その声はまるで雷のようです、そしてその表情は正に鬼の形相。


 子供達はあっという間に鬼達の側を離れ、遠巻きにいたしました。

「来るぞ!」

「おう!」


「ええいっ!」
「やあぁっ!」

 大きな声を轟かせますと、鬼たちは金棒を暴走する車に振り下ろします。

 車はぺしゃんこ、赤鬼は運転席から狂ったドライバーをつまみ出して吠えました。


「この大馬鹿者が! 一体全体何をする気だ!」
「うう……は、離せ、この世の中は狂っている、俺は罪深い人間を一人でも多く道連れにして死ぬんだ」
「ふざけたことをぬかすな! お前など地獄の業火に焼かれるが良い!」
赤鬼は金棒を振り上げました……その時です。
「止めておけ……見ろ……」
「……」
 見れば子供たちが一塊になって震えているではありませんか……。
「二度とこんなことはするな……」

 赤鬼はドライバーに静かに言うと、駆けつけたパトカーから降りて来た警官に向けて軽々と抛り投げました。

 本物の鬼である事を知られてしまったからには、もう人里に下りてくることはできません。

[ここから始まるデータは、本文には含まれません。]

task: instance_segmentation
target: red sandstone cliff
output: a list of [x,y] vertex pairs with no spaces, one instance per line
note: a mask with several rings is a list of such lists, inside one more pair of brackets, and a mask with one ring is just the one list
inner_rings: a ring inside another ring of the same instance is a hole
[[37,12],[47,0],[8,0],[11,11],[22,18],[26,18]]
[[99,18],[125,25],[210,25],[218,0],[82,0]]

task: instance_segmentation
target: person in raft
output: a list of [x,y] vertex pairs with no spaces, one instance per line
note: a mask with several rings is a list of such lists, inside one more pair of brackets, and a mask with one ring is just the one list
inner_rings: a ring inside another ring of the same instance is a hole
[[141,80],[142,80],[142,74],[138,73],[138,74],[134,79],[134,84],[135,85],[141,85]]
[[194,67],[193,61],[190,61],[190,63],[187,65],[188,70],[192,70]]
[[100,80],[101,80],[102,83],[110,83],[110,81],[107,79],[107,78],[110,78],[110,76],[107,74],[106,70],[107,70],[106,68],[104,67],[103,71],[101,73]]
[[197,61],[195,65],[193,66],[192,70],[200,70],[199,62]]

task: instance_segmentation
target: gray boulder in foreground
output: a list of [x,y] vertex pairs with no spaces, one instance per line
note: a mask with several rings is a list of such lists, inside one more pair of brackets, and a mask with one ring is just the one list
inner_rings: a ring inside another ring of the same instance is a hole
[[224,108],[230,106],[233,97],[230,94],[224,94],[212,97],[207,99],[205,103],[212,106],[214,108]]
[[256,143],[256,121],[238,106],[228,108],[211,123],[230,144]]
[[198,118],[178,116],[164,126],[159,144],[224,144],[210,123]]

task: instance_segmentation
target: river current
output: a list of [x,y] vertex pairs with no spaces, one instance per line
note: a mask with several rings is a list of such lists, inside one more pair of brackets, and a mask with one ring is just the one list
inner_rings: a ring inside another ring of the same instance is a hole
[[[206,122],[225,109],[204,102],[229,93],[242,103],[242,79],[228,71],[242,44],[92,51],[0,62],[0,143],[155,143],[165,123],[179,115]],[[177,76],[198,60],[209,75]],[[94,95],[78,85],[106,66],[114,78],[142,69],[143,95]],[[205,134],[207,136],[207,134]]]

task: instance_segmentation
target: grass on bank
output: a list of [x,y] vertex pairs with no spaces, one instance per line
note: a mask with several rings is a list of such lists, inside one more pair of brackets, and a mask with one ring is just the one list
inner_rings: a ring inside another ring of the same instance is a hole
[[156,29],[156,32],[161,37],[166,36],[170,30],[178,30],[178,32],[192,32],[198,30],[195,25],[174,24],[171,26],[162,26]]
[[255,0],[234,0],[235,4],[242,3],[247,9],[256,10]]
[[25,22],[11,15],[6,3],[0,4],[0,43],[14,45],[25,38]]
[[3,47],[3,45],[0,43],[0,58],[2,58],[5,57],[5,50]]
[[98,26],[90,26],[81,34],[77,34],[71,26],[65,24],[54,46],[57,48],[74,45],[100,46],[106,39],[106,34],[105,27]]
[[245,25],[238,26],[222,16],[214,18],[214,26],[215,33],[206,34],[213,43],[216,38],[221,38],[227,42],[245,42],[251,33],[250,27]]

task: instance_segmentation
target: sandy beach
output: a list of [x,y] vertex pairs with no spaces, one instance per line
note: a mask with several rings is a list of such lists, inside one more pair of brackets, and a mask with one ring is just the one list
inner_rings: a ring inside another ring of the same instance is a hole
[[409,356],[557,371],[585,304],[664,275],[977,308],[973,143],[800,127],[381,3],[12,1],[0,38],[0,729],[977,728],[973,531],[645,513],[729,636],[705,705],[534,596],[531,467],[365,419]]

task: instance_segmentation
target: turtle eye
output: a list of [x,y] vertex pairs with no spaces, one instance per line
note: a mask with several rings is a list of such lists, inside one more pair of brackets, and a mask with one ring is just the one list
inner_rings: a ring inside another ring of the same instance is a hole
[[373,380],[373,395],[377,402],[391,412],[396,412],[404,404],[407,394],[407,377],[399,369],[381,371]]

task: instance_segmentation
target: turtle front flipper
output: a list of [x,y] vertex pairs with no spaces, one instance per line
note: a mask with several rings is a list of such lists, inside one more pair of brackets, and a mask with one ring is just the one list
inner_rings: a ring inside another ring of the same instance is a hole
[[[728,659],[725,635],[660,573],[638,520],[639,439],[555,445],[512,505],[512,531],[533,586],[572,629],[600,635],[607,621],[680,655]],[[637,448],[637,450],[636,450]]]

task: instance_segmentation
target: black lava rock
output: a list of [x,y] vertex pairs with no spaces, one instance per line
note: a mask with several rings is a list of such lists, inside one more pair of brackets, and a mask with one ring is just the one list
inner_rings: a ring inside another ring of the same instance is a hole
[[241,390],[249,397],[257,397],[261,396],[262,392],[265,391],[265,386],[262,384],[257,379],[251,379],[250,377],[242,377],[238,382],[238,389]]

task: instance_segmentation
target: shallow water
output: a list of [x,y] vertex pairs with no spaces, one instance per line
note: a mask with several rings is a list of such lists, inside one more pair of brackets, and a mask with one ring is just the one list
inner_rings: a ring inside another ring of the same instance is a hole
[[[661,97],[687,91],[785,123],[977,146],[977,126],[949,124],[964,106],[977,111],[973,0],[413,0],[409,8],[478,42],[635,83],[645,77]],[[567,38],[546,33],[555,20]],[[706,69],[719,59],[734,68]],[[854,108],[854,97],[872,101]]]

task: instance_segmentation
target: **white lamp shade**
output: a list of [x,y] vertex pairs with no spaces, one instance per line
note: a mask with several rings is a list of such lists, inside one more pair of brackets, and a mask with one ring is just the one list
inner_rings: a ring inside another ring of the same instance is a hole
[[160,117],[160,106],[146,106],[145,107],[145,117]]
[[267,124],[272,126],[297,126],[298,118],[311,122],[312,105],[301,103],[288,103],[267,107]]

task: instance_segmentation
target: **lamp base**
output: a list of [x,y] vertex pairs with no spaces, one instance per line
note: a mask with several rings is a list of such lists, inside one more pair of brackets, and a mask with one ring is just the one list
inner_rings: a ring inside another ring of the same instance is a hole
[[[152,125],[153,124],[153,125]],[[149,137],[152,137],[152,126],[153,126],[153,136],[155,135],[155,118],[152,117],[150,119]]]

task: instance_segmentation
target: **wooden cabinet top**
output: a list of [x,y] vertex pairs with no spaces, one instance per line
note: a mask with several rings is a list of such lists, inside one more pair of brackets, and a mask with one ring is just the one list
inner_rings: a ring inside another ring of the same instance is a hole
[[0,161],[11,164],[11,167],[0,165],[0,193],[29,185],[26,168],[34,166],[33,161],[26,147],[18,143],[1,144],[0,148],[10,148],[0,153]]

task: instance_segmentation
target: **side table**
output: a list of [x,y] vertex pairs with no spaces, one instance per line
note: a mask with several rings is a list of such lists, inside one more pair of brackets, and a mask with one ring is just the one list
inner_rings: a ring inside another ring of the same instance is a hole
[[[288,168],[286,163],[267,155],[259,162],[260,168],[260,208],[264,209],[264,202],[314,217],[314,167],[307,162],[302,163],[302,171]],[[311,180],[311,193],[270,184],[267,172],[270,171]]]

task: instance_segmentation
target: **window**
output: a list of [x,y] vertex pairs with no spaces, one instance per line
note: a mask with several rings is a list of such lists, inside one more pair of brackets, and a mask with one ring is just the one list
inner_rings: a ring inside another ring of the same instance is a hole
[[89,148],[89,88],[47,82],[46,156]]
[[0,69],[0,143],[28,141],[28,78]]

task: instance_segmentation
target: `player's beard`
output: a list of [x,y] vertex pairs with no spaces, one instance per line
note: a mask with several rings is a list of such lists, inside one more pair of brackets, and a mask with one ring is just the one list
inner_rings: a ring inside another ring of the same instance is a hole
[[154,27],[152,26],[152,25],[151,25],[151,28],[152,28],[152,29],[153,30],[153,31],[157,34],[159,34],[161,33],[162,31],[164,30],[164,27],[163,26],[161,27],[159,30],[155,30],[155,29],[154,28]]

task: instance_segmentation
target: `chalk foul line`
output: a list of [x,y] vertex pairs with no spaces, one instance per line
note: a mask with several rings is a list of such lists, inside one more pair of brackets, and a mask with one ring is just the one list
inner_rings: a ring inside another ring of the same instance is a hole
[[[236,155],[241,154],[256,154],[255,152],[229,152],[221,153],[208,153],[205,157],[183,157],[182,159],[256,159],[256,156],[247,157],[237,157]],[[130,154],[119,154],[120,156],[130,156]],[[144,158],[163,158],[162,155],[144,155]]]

 二百年続けてきた節分の敵役もこれで最後、もう、あの子供達の歓声に包まれる事もなくなるのです……。


 

その時、遠巻きの輪の中から、一人の小さな女の子が進み出てまいりました。
「本当の鬼さんだったの?」
「ああ、そうだよ……隠していてゴメンな、だけど本当の鬼だとわかったら、みんな怖がってしまうだろう?」
「ううん、そんなことないよ」
「……」
「だって、鬼さんたちは、あたし達を助けてくれたのよね? 鬼さんたちが止めてくれなかったら、みんなあの自動車に轢かれて死んじゃったり大怪我しちゃったりしてたのよね?」
「ああ、そうだね……夢中で止めてしまったよ」
「だったら、鬼さんたちはきっと良い鬼さんたちだわ、優しい鬼さんたちよね? あたし、鬼さんたちが大好き!」
「おぅ……」
「おぉ……」
「わ~い!」
「赤よ……」
「青よ……」
「赤よ……」
「青よ……」
「もうすぐだな」
「ああ、もうすぐだ、待ち遠しいな」
「このパンツもだいぶ擦り切れてきたしな」
「ははは、違いない」
「しかし、もっと楽しみなのは……」

「ああ、またあの子供達に会えることだな」


 山の奥深く、洞穴の中。

 赤鬼、青鬼は今年も節分の日が来るのを指折り数えて待っているのです。